The last three weeks were quite exhausting, exciting and in general a thrilling experience for me as a doctoral student.
In February, I had the opportunity of presenting my diachronic corpus of Personal Weblogs to an audience of media linguists and communication scientists on the conference of the DGPuK section “Mediensprache”. The focus of the talk was my methodology of collecting corpus candidates and selecting those that were added to the corpus. I also presented some ideas about the use of images in Personal Weblogs. The slides and the manuscript of the talk can be found on the “publication”-page.

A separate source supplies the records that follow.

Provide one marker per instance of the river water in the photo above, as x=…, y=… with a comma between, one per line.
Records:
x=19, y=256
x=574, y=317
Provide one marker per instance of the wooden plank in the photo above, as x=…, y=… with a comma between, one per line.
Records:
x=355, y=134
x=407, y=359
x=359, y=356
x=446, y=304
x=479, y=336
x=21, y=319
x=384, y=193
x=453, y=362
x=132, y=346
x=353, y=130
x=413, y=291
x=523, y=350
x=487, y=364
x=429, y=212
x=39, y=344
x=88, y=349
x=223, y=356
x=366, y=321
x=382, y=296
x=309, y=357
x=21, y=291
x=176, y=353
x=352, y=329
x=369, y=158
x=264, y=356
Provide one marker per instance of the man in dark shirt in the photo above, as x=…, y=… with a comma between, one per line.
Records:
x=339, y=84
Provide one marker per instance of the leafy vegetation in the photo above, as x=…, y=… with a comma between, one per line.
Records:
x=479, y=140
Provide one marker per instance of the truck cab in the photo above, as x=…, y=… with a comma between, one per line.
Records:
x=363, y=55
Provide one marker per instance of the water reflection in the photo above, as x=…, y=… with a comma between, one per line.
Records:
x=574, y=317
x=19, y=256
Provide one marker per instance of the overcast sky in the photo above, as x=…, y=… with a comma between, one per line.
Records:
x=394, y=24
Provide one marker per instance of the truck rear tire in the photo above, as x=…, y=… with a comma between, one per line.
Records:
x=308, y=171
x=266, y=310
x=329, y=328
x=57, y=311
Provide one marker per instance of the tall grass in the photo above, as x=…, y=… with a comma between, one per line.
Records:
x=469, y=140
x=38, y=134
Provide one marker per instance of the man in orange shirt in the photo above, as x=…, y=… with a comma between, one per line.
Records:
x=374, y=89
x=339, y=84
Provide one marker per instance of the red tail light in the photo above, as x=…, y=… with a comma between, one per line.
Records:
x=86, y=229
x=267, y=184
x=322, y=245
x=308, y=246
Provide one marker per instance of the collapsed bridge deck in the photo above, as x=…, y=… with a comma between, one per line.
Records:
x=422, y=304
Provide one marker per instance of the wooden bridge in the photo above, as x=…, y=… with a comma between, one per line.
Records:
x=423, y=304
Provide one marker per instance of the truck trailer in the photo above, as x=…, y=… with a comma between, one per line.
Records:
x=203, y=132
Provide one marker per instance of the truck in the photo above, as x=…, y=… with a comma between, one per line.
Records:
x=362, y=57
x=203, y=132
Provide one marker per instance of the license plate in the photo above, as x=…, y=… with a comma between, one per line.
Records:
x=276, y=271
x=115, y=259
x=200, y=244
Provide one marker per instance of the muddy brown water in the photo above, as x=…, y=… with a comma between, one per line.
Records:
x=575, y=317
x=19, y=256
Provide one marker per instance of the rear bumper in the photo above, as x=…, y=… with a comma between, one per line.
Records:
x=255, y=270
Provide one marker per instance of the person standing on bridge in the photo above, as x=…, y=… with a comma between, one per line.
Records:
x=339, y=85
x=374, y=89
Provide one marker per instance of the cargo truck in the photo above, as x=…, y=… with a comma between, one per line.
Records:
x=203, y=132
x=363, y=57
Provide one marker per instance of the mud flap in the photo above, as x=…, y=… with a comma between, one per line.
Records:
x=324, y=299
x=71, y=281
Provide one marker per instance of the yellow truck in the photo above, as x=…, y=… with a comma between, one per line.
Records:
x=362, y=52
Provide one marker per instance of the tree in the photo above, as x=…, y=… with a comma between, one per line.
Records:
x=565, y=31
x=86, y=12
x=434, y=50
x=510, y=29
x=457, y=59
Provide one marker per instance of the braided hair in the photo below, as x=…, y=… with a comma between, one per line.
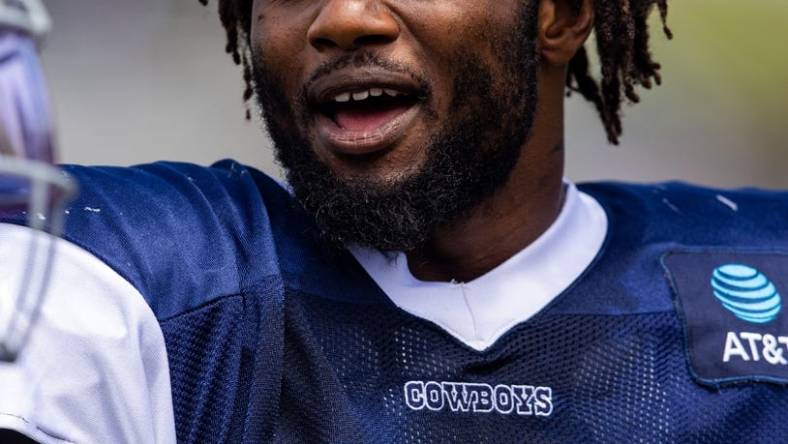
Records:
x=622, y=44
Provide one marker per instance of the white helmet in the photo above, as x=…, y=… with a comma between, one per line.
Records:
x=31, y=187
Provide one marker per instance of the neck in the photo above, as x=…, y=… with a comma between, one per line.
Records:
x=512, y=218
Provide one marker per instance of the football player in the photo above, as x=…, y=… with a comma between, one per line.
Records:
x=427, y=274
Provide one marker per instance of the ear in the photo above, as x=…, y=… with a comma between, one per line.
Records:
x=564, y=25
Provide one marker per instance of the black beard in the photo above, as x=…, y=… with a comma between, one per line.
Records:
x=468, y=159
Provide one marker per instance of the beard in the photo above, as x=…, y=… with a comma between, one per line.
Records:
x=468, y=158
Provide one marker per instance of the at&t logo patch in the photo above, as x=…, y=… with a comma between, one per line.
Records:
x=731, y=307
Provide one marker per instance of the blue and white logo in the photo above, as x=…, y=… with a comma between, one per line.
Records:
x=746, y=292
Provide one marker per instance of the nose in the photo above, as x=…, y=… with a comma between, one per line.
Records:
x=352, y=24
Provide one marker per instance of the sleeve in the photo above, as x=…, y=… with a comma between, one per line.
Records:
x=95, y=368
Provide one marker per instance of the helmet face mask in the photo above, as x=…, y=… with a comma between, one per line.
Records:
x=32, y=190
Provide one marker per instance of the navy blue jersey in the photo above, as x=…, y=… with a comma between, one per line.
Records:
x=273, y=336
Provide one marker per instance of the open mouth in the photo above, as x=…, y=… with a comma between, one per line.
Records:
x=363, y=115
x=367, y=110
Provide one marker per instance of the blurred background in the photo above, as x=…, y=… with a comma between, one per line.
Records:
x=144, y=80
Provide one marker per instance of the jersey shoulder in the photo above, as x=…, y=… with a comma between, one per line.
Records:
x=180, y=233
x=647, y=223
x=185, y=234
x=680, y=213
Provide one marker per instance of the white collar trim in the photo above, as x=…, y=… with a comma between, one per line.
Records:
x=479, y=312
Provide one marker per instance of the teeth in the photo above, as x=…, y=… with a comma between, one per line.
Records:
x=361, y=96
x=364, y=95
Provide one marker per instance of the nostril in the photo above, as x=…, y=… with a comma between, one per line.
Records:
x=371, y=40
x=323, y=43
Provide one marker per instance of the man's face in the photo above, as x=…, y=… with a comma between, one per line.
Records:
x=393, y=118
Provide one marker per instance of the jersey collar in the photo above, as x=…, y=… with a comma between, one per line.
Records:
x=479, y=312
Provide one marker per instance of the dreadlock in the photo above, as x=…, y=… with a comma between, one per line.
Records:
x=622, y=44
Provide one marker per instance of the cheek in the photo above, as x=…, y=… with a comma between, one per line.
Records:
x=281, y=48
x=444, y=34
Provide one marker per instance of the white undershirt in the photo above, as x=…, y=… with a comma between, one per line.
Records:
x=95, y=368
x=481, y=311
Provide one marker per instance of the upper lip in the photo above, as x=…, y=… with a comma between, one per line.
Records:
x=323, y=90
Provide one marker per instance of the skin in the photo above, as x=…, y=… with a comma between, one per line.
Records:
x=297, y=36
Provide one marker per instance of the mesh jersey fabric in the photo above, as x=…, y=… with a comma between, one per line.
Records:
x=274, y=337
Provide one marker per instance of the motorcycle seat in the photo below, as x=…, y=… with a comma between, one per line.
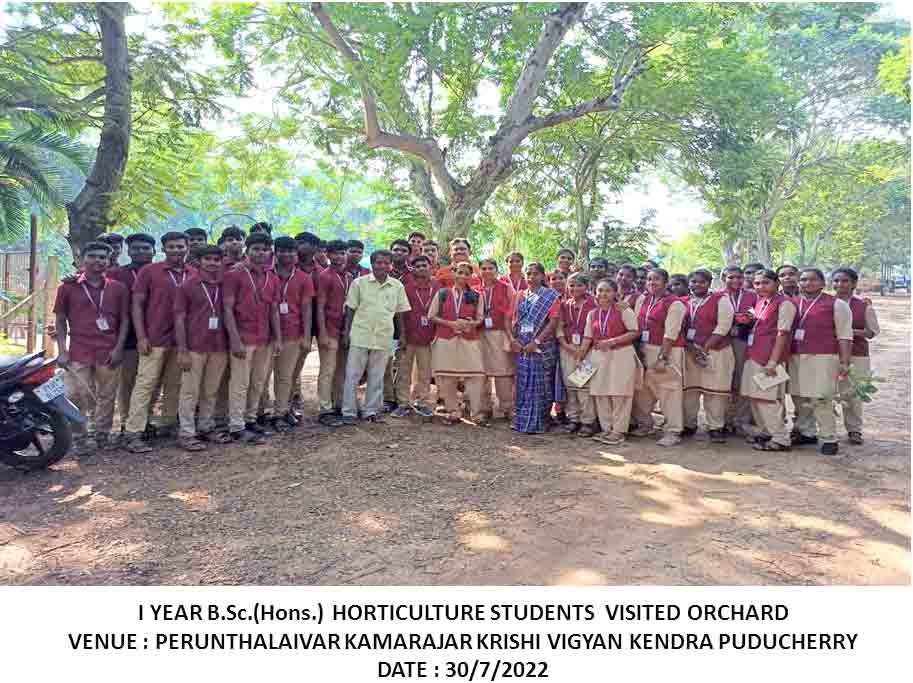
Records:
x=12, y=365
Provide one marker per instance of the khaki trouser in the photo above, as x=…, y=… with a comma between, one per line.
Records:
x=284, y=379
x=614, y=413
x=714, y=409
x=127, y=381
x=447, y=390
x=245, y=386
x=666, y=388
x=359, y=361
x=504, y=390
x=331, y=377
x=768, y=416
x=580, y=407
x=102, y=381
x=738, y=411
x=160, y=365
x=413, y=377
x=816, y=411
x=199, y=387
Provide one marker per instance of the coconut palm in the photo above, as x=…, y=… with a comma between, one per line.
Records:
x=34, y=164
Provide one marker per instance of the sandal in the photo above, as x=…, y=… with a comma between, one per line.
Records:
x=137, y=445
x=192, y=444
x=214, y=437
x=770, y=446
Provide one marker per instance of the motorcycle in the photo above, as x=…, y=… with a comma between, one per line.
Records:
x=35, y=413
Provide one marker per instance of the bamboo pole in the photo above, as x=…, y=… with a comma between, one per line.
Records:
x=50, y=295
x=33, y=276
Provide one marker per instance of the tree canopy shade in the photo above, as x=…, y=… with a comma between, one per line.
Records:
x=452, y=90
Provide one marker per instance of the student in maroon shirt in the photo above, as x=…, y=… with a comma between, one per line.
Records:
x=202, y=349
x=296, y=291
x=232, y=244
x=332, y=288
x=252, y=321
x=415, y=342
x=196, y=240
x=308, y=246
x=141, y=250
x=153, y=319
x=91, y=330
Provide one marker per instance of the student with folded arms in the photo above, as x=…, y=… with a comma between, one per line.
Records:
x=202, y=349
x=865, y=327
x=608, y=343
x=91, y=322
x=767, y=352
x=819, y=359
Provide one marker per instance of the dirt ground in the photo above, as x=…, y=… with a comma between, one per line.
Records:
x=403, y=504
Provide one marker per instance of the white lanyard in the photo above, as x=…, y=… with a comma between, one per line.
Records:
x=570, y=308
x=254, y=286
x=285, y=286
x=457, y=302
x=694, y=309
x=101, y=298
x=604, y=322
x=174, y=279
x=212, y=300
x=343, y=281
x=803, y=316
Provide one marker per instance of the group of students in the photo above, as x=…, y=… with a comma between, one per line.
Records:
x=218, y=335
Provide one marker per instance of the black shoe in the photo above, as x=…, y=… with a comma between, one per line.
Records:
x=330, y=420
x=829, y=448
x=802, y=440
x=246, y=436
x=717, y=435
x=256, y=428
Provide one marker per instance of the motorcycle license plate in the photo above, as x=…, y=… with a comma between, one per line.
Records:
x=51, y=389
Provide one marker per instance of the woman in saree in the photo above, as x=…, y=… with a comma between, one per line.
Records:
x=536, y=314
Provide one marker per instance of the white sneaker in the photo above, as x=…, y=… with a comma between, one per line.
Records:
x=669, y=440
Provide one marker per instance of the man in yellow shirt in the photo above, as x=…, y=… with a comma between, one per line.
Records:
x=371, y=304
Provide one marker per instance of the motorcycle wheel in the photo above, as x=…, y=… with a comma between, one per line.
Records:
x=51, y=441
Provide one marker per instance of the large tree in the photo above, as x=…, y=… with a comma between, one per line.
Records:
x=444, y=95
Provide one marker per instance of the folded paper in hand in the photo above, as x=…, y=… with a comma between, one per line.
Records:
x=582, y=374
x=765, y=381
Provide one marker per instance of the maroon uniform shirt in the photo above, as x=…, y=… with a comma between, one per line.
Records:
x=158, y=282
x=200, y=300
x=83, y=305
x=254, y=294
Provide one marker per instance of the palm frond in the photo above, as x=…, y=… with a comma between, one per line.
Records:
x=13, y=221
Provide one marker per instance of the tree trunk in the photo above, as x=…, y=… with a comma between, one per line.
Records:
x=89, y=213
x=763, y=251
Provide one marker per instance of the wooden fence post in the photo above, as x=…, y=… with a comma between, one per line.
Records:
x=50, y=295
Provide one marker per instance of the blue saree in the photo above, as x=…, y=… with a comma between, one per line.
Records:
x=535, y=371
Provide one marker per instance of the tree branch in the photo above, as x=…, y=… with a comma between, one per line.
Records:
x=527, y=87
x=426, y=149
x=609, y=102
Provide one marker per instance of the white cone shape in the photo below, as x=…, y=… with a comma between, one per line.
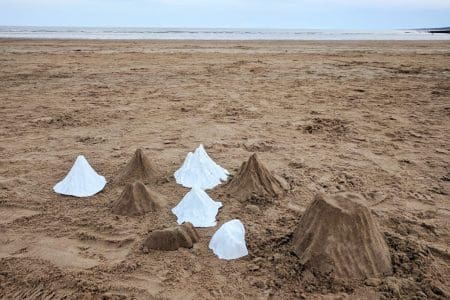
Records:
x=81, y=181
x=198, y=208
x=228, y=242
x=200, y=170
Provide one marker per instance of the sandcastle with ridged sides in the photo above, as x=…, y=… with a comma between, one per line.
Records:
x=136, y=199
x=139, y=168
x=337, y=235
x=254, y=179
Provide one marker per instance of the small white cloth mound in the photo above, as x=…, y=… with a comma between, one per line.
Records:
x=228, y=242
x=200, y=170
x=81, y=181
x=197, y=208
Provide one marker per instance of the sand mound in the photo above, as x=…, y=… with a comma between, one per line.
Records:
x=338, y=236
x=172, y=238
x=136, y=200
x=138, y=168
x=255, y=180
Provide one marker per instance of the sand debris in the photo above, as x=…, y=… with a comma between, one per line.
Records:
x=81, y=181
x=171, y=239
x=254, y=180
x=136, y=199
x=337, y=235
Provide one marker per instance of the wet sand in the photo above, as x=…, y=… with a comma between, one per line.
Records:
x=367, y=117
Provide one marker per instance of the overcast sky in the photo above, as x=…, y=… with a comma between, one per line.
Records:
x=314, y=14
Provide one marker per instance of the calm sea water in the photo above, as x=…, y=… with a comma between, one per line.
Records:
x=212, y=34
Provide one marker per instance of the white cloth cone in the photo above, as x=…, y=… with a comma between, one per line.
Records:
x=197, y=208
x=81, y=181
x=199, y=170
x=228, y=242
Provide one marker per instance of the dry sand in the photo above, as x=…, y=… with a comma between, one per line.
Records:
x=367, y=117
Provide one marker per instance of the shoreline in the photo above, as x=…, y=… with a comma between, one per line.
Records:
x=369, y=117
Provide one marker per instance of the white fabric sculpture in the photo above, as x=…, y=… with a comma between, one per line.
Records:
x=198, y=208
x=81, y=181
x=199, y=170
x=228, y=242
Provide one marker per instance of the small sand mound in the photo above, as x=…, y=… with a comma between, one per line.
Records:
x=254, y=180
x=172, y=238
x=138, y=168
x=136, y=200
x=338, y=236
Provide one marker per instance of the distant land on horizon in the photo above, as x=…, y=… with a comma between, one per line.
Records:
x=437, y=30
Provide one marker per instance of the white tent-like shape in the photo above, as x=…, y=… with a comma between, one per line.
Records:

The feedback was quite positive. Michael Klemm suggested conducting interviews, especially concerning the question of media selection – the choice between a weblog, facebook, twitter and other forms of communication. I am thinking about this suggestion; probably I won’t have the time and space to include that in my doctoral thesis. I guess I should focus on the material I have gained from analysing the metablogging in my corpus texts. However, it might be a good idea to mention the idea of conducting interviews as matter of further research in my conclusion-section.
Another comment concerned the size of my corpus, in particular the 80 texts in period II.C. I should be aware that people will always ask why there is a particular number of texts, why not more, why not less. I am thinking of extending the corpus to 100 texts per period in part II. This entails a lot of work; however, according to my estimation formula (I use Raithels (2008: 62) formula n>=10*K^v with K being the number of features per variable and v being the number) 100 texts are a safe number to work with as all my variables do not have more than 8-ish different features and my study does not need to look at more than 2 variables simultaneously. Be that as it may, I find this insisting on numbers a bit frustrating. I mean, I DO have 80 texts per period II.B and II.C and even 93 for period II.A. And I DO work with a sheer flood of examples from those texts – so why is that not enough to describe some patterns and their change(s)?
Another, very interesting suggestion was that of a connection between media development and topics – never thought about the fact that fashion blogs came into existence because of the ease of embedding images! Thanks to Christof Barth (Trier University) for that idea!
My second talk was last weekend (14th NLK) and dealt with the textual functions of the Personal Weblogs in DIABLOK. I presented my methodology – a combination of Grounded Theory-style content analysis (Glaser & Holton 2004; Mayring 2010) and linguistic analysis Ă la Klaus Brinker (1983, 2000, 2010). I basically work with ethnocategories here – so I try to find out what bloggers say they do functionwise and analyse these functional patterns linguistically. I suggested functional patterns called Update, Filter, and Sharing Experience.
My mentor Alexander Brock, who was also present at the conference, was not quite content with the names of the functional patterns, especially regarding the Update-function. I am not sure whether I get him right: His point is that “Update” actually only concerns a special kind of information structure, a ratio of new and old information. In my opinion, “Update” is a functional pattern that the blogging community has termed like that and which can be recognized by structural, contextual and functional features (see my slides for examples).
Our compromise, however (even though it might be the result of a misunderstanding) is quite a useful one: My mentor suggested not to present all the ethnocategories as seperate sub chapters but rather group them according to their dominating functional component. So there will be sub chapters on informational, appellative, and contact functions as well as on production-oriented functions (thinking by writing, releasing emotional tension, creative expression).
Apart from that, I got a highly interesting comment about the DarkNet with its utter anonymity and a possible comparison of my Personal Weblogs with the textual patterns to be found there. Thank you, Marco, for that – I will definitely follow this trace some day!